CO2 and water react to form carbonic acid. This lowers the pH of the ocean, making it more acidic, and harming sea creatures. Additionally, when the pH is lower, carbonic acid breaks down in bicarbonate more, instead of carbonate, and carbonate is needed for shell creation. It's a double whammy.
A sample of C2H4O experiences a change in volume from 84.98 L to 74.024 L. If its new pressure is 680.5 kPa, what was its original pressure in kilopascals?
592.8 kPa
592.77 kPa
The temperature of a 7.49 L sample of BrCl is changed, causing a change in pressure from 429 kPa to 849 kPa. If its new temperature is 849 K and its new volume is 57.619 L, what was its original temperature in kelvins?
55.8 K
Humans are adding large amounts of carbon dioxide to the atmosphere. Describe how this disrupts the natural carbon cycle and leads to changes in Earth’s climate.
In the balanced carbon cycle, CO2 is constantly moving from the atmosphere back into solid form, such as sugar, plants/animals and potentially rocks/fossil fuels.
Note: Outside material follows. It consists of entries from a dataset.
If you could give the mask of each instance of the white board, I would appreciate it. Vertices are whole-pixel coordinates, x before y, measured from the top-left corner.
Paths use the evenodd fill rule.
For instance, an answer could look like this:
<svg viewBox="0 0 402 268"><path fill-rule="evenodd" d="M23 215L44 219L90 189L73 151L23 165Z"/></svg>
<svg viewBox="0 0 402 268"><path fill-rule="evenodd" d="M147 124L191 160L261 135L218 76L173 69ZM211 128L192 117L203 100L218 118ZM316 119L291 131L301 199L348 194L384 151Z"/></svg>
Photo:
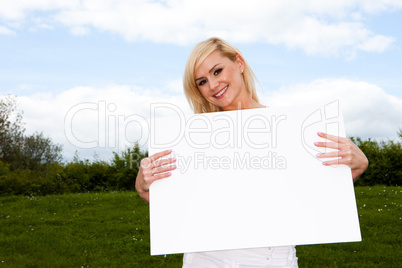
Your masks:
<svg viewBox="0 0 402 268"><path fill-rule="evenodd" d="M151 255L361 241L351 170L315 157L345 136L339 103L151 118L149 153L177 169L150 188Z"/></svg>

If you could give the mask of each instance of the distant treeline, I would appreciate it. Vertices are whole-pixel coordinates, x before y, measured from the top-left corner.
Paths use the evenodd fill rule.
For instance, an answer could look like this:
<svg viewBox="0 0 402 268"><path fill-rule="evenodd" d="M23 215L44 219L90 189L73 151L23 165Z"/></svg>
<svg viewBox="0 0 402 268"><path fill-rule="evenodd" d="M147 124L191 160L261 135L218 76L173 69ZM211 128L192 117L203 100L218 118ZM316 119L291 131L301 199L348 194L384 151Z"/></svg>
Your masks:
<svg viewBox="0 0 402 268"><path fill-rule="evenodd" d="M111 161L80 160L53 162L36 169L10 169L0 161L1 195L47 195L78 192L134 190L139 161L146 157L138 144Z"/></svg>
<svg viewBox="0 0 402 268"><path fill-rule="evenodd" d="M43 133L25 135L15 98L0 99L0 196L134 190L142 152L135 144L109 161L62 161L62 147ZM402 185L402 130L399 140L351 139L369 159L355 185ZM247 179L247 178L245 178Z"/></svg>

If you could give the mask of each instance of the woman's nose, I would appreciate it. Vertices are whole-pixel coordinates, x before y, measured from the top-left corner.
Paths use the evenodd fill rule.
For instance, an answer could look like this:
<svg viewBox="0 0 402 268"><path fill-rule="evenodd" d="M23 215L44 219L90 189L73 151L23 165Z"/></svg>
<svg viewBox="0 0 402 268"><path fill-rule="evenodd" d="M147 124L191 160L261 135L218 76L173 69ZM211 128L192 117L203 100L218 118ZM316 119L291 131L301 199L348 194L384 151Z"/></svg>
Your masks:
<svg viewBox="0 0 402 268"><path fill-rule="evenodd" d="M211 90L215 90L218 88L219 82L217 79L210 79L209 80L209 87Z"/></svg>

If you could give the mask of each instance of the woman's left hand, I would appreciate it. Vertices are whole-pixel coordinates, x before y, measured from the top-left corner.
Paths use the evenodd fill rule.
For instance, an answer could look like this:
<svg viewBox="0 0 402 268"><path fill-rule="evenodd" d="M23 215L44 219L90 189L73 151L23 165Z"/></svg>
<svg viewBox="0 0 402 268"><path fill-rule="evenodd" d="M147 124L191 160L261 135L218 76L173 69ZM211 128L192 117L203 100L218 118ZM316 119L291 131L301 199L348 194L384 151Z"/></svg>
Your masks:
<svg viewBox="0 0 402 268"><path fill-rule="evenodd" d="M352 170L352 178L353 181L356 179L367 169L368 160L365 154L348 138L342 138L322 132L317 133L321 138L330 140L331 142L315 142L314 145L317 147L324 148L332 148L337 151L329 152L329 153L320 153L316 156L318 158L333 158L337 157L338 159L325 161L323 165L332 166L332 165L347 165Z"/></svg>

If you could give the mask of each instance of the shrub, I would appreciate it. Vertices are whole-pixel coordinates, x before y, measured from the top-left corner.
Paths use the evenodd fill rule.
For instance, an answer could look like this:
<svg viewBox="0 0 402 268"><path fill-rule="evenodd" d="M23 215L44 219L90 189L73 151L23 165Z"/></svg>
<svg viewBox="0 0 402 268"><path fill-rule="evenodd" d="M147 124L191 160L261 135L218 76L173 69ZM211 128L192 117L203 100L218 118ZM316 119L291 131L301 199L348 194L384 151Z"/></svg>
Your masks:
<svg viewBox="0 0 402 268"><path fill-rule="evenodd" d="M369 160L356 185L402 185L402 136L400 141L351 138Z"/></svg>

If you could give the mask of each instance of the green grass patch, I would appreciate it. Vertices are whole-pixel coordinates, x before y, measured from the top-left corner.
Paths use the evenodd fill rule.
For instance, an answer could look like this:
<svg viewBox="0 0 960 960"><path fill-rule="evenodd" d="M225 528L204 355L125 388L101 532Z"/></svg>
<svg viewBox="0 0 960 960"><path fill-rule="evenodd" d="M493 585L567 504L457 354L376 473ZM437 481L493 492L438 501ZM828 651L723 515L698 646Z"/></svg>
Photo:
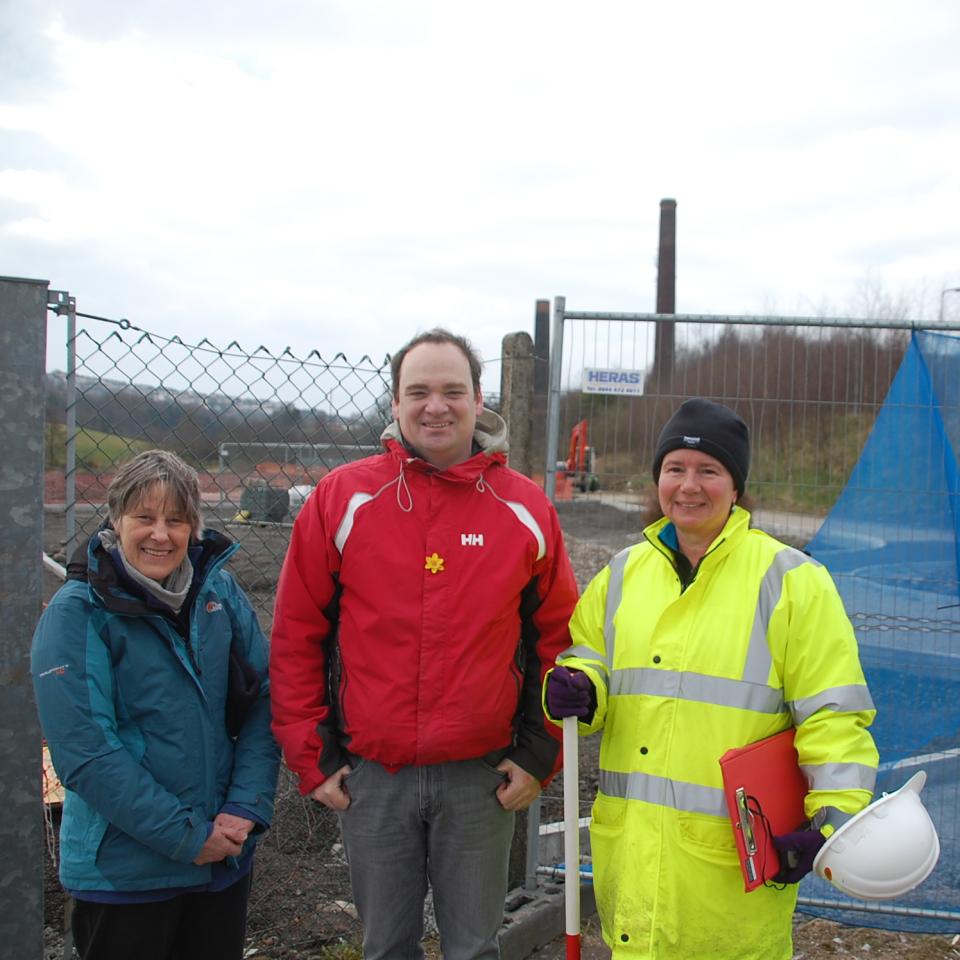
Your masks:
<svg viewBox="0 0 960 960"><path fill-rule="evenodd" d="M67 428L62 423L47 423L43 433L46 469L64 469L67 464ZM112 470L141 451L155 446L149 440L131 440L129 437L81 428L76 435L77 469L94 473Z"/></svg>

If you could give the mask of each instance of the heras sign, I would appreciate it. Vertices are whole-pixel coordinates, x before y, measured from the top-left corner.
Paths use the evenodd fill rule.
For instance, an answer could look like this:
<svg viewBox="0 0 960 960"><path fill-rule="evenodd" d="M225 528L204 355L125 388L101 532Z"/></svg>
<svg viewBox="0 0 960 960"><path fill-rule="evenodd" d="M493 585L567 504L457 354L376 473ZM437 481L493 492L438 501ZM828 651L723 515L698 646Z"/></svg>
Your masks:
<svg viewBox="0 0 960 960"><path fill-rule="evenodd" d="M643 371L584 367L581 389L584 393L619 393L640 396L643 393Z"/></svg>

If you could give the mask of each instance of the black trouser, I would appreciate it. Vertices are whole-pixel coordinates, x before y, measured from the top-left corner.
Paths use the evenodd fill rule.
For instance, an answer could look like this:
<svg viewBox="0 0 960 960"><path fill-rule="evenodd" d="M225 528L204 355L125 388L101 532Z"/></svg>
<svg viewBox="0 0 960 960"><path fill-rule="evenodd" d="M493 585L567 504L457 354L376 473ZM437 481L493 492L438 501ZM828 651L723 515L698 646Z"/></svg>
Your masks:
<svg viewBox="0 0 960 960"><path fill-rule="evenodd" d="M76 900L77 952L81 960L242 960L251 876L159 903Z"/></svg>

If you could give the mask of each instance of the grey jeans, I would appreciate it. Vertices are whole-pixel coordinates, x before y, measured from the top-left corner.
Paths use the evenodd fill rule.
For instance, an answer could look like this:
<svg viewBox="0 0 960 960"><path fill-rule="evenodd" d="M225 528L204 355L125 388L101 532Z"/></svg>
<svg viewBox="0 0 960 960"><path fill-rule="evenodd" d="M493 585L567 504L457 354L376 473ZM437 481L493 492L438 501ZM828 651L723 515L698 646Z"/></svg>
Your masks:
<svg viewBox="0 0 960 960"><path fill-rule="evenodd" d="M485 760L402 767L357 760L340 814L365 960L420 960L427 882L444 960L496 960L514 814Z"/></svg>

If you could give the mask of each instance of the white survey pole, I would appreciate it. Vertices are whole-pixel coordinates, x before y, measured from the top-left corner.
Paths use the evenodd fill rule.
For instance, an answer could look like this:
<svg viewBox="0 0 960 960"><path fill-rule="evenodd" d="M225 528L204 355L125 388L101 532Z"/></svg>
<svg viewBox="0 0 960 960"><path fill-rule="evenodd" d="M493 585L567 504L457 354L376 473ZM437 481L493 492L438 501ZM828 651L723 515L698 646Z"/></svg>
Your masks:
<svg viewBox="0 0 960 960"><path fill-rule="evenodd" d="M580 960L580 763L577 718L563 718L563 860L567 960Z"/></svg>

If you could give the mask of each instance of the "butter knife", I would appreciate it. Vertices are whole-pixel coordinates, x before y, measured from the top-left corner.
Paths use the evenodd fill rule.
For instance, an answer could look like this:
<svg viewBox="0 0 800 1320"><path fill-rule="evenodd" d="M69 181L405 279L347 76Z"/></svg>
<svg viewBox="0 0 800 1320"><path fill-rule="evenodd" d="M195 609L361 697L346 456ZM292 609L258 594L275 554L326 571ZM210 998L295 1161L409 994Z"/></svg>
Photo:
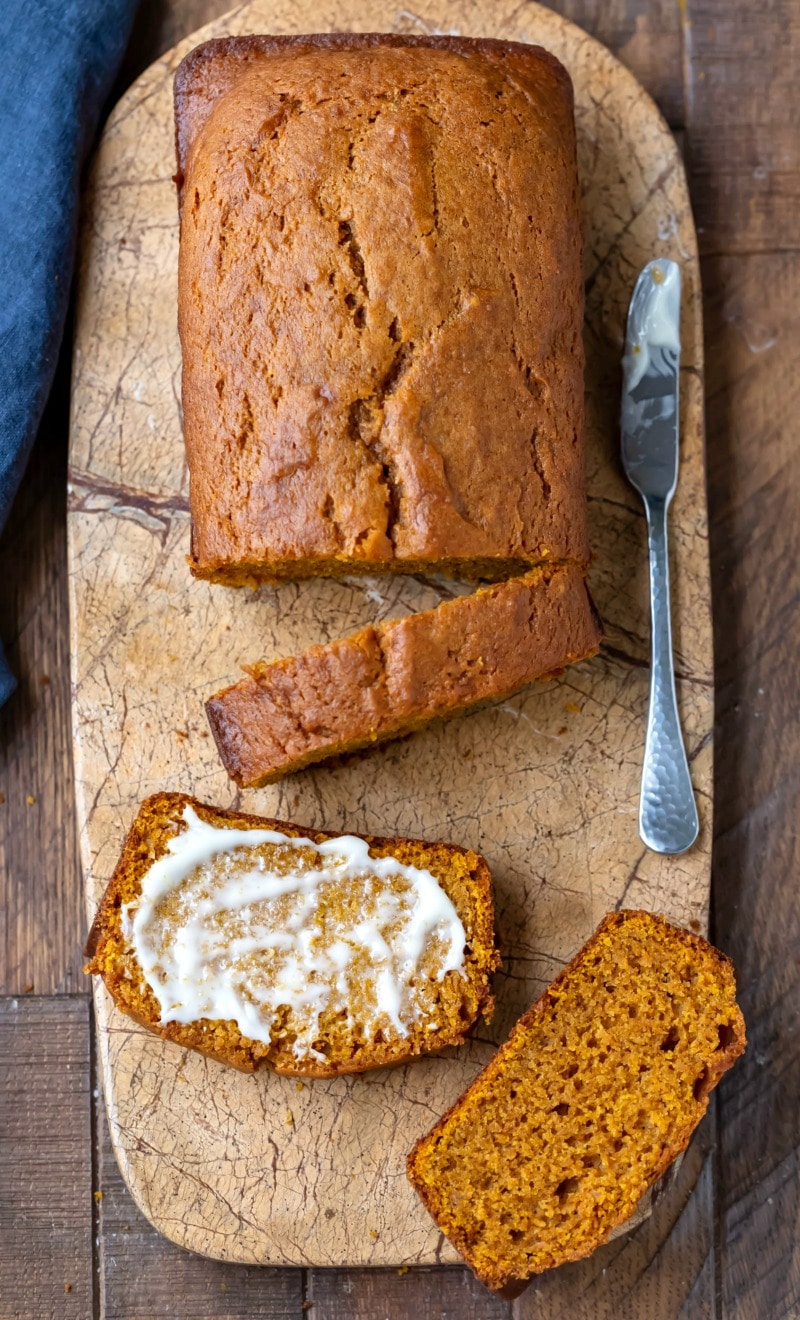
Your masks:
<svg viewBox="0 0 800 1320"><path fill-rule="evenodd" d="M681 272L651 261L633 291L622 359L622 462L644 501L650 554L650 705L639 834L658 853L691 848L700 825L675 694L667 509L678 481Z"/></svg>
When there is too much CO2, this balance is disrupted, and the natural processes cannot move this CO2 out of the atmosphere. When this happens, CO2 levels rise, and since CO2 is a greenhouse gas, temperatures go up. CO2, and other greenhouse gas molecules like water, have special geometry which allows them to vibrate when they interact with thermal energy/infrared radiation. When this happens, the energy gets trapped in the atmosphere, instead of passing through the molecule and going back into space. This change in temperature can cause many disruptions to the natural balance on Earth.
Why do greenhouse gases trap heat in Earth’s atmosphere? Explain the process using the behavior of infrared radiation and the role of gases like CO₂ and water vapor.
CO2 and Water Vapor both have a geometry that allows them to vibrate when they interact with infrared radiation. The majority of air is O2 and N2, which are both symmetrical, linear molecules. These do not vibrate/jiggle when they come into contact with infrared radiation, so the energy passes through them and returns to space. Water vapor especially, with it's "bent" geometry, allows it to wiggle and move, which stores the energy and traps it in our atmosphere.